[PYTHON] I implemented Google's Speech to text in Django

In AWS, it is possible to transcribe by WEB operation, but in GCP it can be operated only from API. So, I studied django and tried it briefly. The reason is that Google's voice recognition accuracy is quite high. The flow is to upload to Google Storage and transcribe. The reason for Google Storage is that if it is local, there are conditions such as a file size of less than 10MB.

Completion drawing

Development environment

MacBook Python(3.7.7) Django(3.1.5) google-cloud-storage(1.35.0) google-cloud-speech(2.0.1) pydub(0.24.1)

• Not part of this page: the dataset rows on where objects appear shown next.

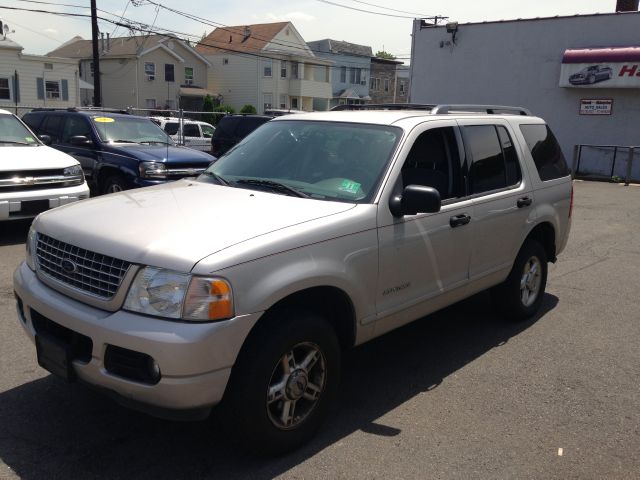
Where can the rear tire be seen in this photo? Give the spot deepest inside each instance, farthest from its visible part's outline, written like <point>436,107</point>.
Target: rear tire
<point>521,294</point>
<point>286,377</point>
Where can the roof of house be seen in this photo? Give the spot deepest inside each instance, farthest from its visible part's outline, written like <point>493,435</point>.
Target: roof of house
<point>329,45</point>
<point>240,38</point>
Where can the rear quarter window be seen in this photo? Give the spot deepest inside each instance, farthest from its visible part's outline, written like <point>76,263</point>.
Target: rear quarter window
<point>546,152</point>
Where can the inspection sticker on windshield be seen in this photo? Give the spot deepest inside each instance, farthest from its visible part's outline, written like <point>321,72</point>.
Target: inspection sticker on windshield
<point>349,186</point>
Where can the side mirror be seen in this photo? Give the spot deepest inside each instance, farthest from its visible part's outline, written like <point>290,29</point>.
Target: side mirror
<point>46,139</point>
<point>80,140</point>
<point>415,199</point>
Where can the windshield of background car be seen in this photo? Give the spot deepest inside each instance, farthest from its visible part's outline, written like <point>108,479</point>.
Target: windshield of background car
<point>13,132</point>
<point>324,160</point>
<point>129,130</point>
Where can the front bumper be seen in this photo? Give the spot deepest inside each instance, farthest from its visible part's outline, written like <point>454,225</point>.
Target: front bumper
<point>11,203</point>
<point>195,359</point>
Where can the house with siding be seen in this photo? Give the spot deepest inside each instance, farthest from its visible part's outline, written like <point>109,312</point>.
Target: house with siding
<point>144,71</point>
<point>350,72</point>
<point>35,80</point>
<point>268,66</point>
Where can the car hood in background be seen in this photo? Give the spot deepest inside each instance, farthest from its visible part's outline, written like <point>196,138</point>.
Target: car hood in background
<point>33,158</point>
<point>160,153</point>
<point>177,224</point>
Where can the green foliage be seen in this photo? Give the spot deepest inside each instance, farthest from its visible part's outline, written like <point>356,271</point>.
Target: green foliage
<point>248,109</point>
<point>386,55</point>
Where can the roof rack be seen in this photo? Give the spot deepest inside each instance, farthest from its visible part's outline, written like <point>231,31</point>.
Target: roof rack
<point>439,109</point>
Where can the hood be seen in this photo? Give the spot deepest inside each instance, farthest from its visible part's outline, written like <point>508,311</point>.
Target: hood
<point>177,224</point>
<point>160,153</point>
<point>33,158</point>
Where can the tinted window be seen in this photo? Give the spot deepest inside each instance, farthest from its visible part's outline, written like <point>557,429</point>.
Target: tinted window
<point>510,157</point>
<point>545,151</point>
<point>75,125</point>
<point>51,126</point>
<point>171,128</point>
<point>487,171</point>
<point>191,130</point>
<point>433,161</point>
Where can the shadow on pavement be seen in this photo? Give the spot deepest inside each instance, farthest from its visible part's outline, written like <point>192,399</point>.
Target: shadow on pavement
<point>53,430</point>
<point>14,232</point>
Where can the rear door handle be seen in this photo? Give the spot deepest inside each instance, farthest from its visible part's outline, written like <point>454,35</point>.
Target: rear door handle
<point>524,202</point>
<point>459,220</point>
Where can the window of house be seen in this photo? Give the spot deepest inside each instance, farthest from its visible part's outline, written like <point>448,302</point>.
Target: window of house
<point>267,68</point>
<point>188,75</point>
<point>169,73</point>
<point>488,171</point>
<point>546,153</point>
<point>434,161</point>
<point>52,89</point>
<point>5,91</point>
<point>267,101</point>
<point>150,70</point>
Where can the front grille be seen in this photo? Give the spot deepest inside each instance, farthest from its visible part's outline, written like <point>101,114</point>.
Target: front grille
<point>85,270</point>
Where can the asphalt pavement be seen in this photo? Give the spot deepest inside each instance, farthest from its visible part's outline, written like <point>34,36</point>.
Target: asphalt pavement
<point>460,394</point>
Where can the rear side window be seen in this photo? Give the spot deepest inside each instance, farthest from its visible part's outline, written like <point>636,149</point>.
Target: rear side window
<point>494,159</point>
<point>171,128</point>
<point>545,151</point>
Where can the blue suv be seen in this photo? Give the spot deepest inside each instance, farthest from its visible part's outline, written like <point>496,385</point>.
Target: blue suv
<point>117,151</point>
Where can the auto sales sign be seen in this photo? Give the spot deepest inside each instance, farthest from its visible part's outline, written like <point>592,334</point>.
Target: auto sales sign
<point>601,68</point>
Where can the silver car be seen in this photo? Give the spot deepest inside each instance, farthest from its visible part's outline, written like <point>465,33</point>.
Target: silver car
<point>316,233</point>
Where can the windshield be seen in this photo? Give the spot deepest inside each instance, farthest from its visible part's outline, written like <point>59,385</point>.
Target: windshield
<point>13,132</point>
<point>129,130</point>
<point>324,160</point>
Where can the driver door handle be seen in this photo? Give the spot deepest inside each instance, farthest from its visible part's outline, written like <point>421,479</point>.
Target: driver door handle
<point>459,220</point>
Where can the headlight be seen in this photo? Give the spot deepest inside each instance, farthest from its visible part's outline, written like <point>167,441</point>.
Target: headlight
<point>153,170</point>
<point>74,175</point>
<point>168,294</point>
<point>31,249</point>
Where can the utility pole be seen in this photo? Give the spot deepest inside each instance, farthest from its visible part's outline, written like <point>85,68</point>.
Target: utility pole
<point>97,91</point>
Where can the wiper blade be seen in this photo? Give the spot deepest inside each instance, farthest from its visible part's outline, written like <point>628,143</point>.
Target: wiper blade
<point>220,179</point>
<point>275,186</point>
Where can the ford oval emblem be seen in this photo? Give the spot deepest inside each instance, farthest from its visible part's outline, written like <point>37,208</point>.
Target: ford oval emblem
<point>68,266</point>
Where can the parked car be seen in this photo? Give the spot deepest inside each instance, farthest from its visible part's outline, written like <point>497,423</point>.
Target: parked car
<point>117,151</point>
<point>233,128</point>
<point>193,134</point>
<point>317,233</point>
<point>592,74</point>
<point>34,177</point>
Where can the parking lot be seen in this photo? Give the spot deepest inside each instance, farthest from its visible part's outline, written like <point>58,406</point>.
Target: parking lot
<point>460,394</point>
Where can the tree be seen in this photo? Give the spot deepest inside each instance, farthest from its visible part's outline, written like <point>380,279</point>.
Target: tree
<point>385,55</point>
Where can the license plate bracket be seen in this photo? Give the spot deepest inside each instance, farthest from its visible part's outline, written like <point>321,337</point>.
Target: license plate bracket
<point>55,356</point>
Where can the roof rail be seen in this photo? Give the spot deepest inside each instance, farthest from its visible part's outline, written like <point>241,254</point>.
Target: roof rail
<point>439,109</point>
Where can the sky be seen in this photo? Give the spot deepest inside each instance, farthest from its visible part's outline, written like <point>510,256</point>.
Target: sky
<point>388,29</point>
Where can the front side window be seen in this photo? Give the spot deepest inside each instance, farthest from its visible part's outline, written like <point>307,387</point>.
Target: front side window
<point>324,160</point>
<point>52,89</point>
<point>434,161</point>
<point>129,129</point>
<point>5,92</point>
<point>267,68</point>
<point>546,152</point>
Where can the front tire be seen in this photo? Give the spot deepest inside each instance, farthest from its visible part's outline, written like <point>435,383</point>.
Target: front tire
<point>285,378</point>
<point>521,294</point>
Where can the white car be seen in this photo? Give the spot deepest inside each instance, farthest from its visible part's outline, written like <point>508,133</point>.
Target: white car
<point>33,176</point>
<point>193,134</point>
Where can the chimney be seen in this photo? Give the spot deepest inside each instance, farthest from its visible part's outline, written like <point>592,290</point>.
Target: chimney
<point>626,5</point>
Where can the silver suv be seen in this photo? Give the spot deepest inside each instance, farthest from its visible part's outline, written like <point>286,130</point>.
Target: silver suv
<point>316,233</point>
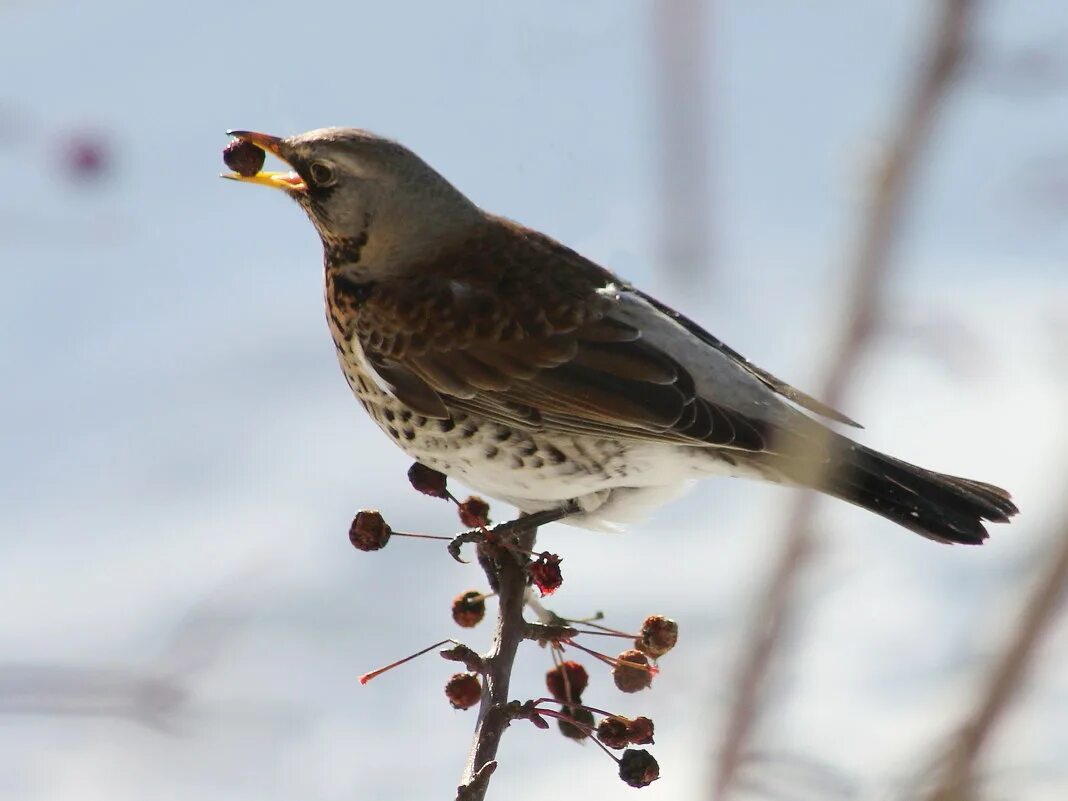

Get json for Google authentication

Grant administrator privileges for "Google Storage" when creating a service account. スクリーンショット 2021-01-12 20.51.33.png

Speech to Text API activation

Enable API from GCP library スクリーンショット 2021-01-12 20.56.21.png

Environmental setting

pip3 install django==3.1.5

pip3 install google-cloud-storage==1.35.0

pip3 install google-cloud-speech==2.0.1

pip3 install pydub==0.24.1

Django settings

Project creation

A project folder will be created.

#Project name(project)
django-admin startproject project

Creating an application

Go to the project folder and create an application.

#Application creation
python3 manage.py startapp moji

Django (WEB server) basic settings

Set the files in the project folder in the project folder.


#So that anyone can access it

#To use html files
    'mozi',  #Add application(Now search for templates in mozi)


from django.contrib import admin
from django.urls import path,include

urlpatterns = [
    path('admin/', admin.site.urls),
    path('mozi/', include('mozi.urls')), #urls in the mozi app.To be able to set py

Application (mozi) basic settings

Set the files in the mozi folder in the project folder. Create a new urls.py so that the screen transition can be set on the application side


from django.urls import path
from . import views

urlpatterns = [
    path('', views.index, name='index'),

Create main function

Add the upload destination to settings.py in the project folder. BASE_DIR is where manage.py is located, so create an upload folder there.


import os
MEDIA_ROOT = os.path.join(BASE_DIR, 'upload')
MEDIA_URL = '/upload/'

Added magic to urls.py in the project folder.


if settings.DEBUG:
    urlpatterns += static(settings.MEDIA_URL, document_root=settings.MEDIA_ROOT)

Add the information required for the form to models.py under the mozi folder. "Media" here is created under the upload folder and the files are saved in it.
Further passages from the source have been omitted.